Summary: We are challenged by God to rejoice. That doesn't always mean "enjoy," but if we repent of sin we will be forgiven gladly by God and have room to rejoice.
Fourth Sunday in Lent 2013
“Laetare, Jerusalem! Rejoice, Jerusalem, and gather round, all you who love her. Rejoice gladly, those who were sorrowful; exult and be refreshed with motherly consolation.” These words of today’s beautiful Introit antiphon remind us that the gift of Lent is over half given, and proclaim that the fruit of our Lenten observance must be joy. That does not necessarily mean pleasure, because joy often comes entwined with pain. Or at least Jesus and the saints knew that.
Consider the Gospel story. Joachim Jeremias, the great Lutheran scripture scholar, taught that many of the parables, including this one, had their basis in real life–the original reality program. Think about what the young man was really telling his father at first: “Dad, I wish you were dead!” Isn’t that what “give me my share of the inheritance” means? Now I know what my father would have done if I had come to him at fifteen with that kind of request. I would not have been quite as harsh if I heard that from my children, but I can certainly understand how the father might have felt. Abject disappointment. He knew the boy was a spoiled brat, but this was beyond belief. But, amazingly, he liquidated assets and gave the money to his kid, who immediately went off to Antigua and spent it all on loose living. St. Luke then has a little fun with the story. He tells us that when the boy ran out of money, the whole country fell into an economic depression. There was a famine, and the boy went to work taking care of pigs–the worst possible job for a first-century Jew.
The translation then says he “came to his senses.” In the NT, this rare phrase is used for someone who is recovering his wits after sleepwalking. Sinful habits are like that–they put you into a moral coma. The grace of God works in us even when we are in sin–we call that actual grace. God is like a bloodhound who will not stop chasing us until we catch Him. He loves us too much to let us wallow in a moral swamp. He pursues us until–God forbid–we turn away from him as we die. Well, finally this boy gets his head half screwed on and does something logical–not an act of love but of self-preservation. “None of my dad’s hired hands is starving like I am. My dad doesn’t even keep pigs. I’ll get up and go home and admit I messed up and ask for a job sweeping out the horse barn. I’ll tolerate my older brothers sneering; at least I’ll have some food and a bed.” He even rehearses a little speech for his father.

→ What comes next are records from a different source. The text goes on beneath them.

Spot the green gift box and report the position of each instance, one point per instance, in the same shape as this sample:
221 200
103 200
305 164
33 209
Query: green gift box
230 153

Now consider the father’s response. Apparently he has been waiting all these months, searching the horizon for some sign of the boy. These days he would have hired a private investigator to try to find him. Every day, dawn to dusk, he awaited the lad’s return. And then the payoff–he sees the young man in the distance; as he draws near the father sees his tattered clothes, his gaunt frame, his hang-dog facial expression. The father’s emotional core was moved. The Greek word is esplanchnisthç, which literally means his gut was wrenched. He ran to the boy–something no self-respecting Jewish landowner would do–and embraced and kissed him even though he probably stank to high heaven. The penitent began to speak but didn’t even get through half of his well-rehearsed speech. The father was already giving orders for a party in celebration. The sin was forgiven; the disappointment, forgotten.
I’ve had many disappointments in my life; all of us who have circled the track a few times have had them. The big ones have to do with the big parts of our life–our family, our career, our Church. The worst disappointments come when we have invested time and resources into someone we love and they let us down. You plan out a project for family, business, church and someone with more influence, more power shoots it down. You feel so let down that you think you can never forgive, never forget.
But true love always forgives, always forgets. The spouse or child or boss or cominister comes to you and says, “I really botched this. Can you forgive me?” And, if we have the heart of the Father, the heart of Jesus, the Spirit-filled soul of a true disciple, our inmost self is moved. Of course we forgive. Of course we help the other to move forward together.
There’s one more part to the story of the Father. The older brother is just as self-absorbed, but not quite as cheeky as the younger. He kept right on working, day and night, to please dad. He never complained–at least not out loud. But this reunion was too much. He might have understood taking the prodigal back and giving him a berth in the servants’ quarters. But the old man put on the best robe, the signet ring, and put on a party such as he had never even offered to his good son. “You bet I’m upset,” the elder spat. “Not once have I disobeyed you. I work my hands to the bone while this mess wastes half of all you own with hookers. You never let me have a half-baked party and yet when he comes back you kill the fatted calf. How fair is that?”